His family’s pigs have always been free-ranging—never confined in sties or houses—but the heritage hogs are a recent (and lucrative) addition to his business. When Sorell first returned to his family’s farm, he began raising rare-breed Bronze turkeys and selling them through Heritage Foods USA, an online and mail-order food company. From there, the decision to raise heritage hogs was a logical next step, and the farm’s income has roughly doubled since it began selling the pigs. Chefs at some of the nation’s top restaurants serve meat from Sorell’s farm, and consumers snap up some 1,400 Red Wattle hogs and 4,000 heritage turkeys each year.

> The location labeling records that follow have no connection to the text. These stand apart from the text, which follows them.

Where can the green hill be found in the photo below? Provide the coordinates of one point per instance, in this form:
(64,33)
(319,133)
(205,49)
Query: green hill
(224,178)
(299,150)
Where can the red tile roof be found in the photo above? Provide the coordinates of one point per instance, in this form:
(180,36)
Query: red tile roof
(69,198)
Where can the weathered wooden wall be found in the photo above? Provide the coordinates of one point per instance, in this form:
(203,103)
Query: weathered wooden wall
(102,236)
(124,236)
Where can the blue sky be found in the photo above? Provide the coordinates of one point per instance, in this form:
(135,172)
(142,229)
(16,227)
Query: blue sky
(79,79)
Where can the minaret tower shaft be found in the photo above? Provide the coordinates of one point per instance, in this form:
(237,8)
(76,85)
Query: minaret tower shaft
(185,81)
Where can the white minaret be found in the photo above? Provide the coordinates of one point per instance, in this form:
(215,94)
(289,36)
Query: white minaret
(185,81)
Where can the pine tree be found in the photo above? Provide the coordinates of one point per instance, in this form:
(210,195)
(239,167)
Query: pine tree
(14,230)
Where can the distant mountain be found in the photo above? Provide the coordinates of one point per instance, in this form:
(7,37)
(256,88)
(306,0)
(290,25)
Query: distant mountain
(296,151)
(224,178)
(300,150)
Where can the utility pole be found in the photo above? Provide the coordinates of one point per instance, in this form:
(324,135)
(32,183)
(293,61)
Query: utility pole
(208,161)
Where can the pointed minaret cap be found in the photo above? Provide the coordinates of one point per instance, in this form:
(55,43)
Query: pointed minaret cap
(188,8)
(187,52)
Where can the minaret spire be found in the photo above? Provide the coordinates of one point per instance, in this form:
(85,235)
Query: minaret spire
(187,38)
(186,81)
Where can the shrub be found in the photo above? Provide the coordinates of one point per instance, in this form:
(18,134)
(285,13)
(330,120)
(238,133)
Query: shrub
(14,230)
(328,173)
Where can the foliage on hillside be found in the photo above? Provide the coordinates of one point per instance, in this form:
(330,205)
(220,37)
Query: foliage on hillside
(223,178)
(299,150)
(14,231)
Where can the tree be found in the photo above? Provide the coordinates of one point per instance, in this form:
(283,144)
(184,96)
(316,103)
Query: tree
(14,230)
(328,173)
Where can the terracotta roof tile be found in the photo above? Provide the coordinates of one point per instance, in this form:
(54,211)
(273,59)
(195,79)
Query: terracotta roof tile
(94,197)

The small, rustic farm is home to several other heritage breeds, including chickens, Jacob sheep, and llamas—all of which graze in rotation on fields of brome, a drought-resistant grass. The animals are contained within an electric fence so that they don’t bother the neighbors, who are primarily cattle and hog farmers. But the fields are open to guests, as is the farm’s greenhouse: Sorell’s wife, Madonna, runs a bed-and-breakfast on the property, and another cabin is designated for hunters, who are allowed to use several acres of the farm’s land to hunt deer, pheasant, and quail in season.
Yet despite recent gains, Sorell doubts that any of his nine children or 23 grandchildren will take over the business. “My sons and their wives all have careers, so it would be pretty hard for them to downsize and come to a 40-acre farm,” he says. Only one of his sons is a farmer, and his grain farm is significantly larger than the family plot. While his children do come home often to help out, “that’s about as close as they want to get,” Sorell says.
One upside to being so small, though, is that there has been no encroachment from big agribusiness interests. “Big farmers aren’t interested in 40 acres,” Sorell says. “So it’s not something that they would put their eye on.”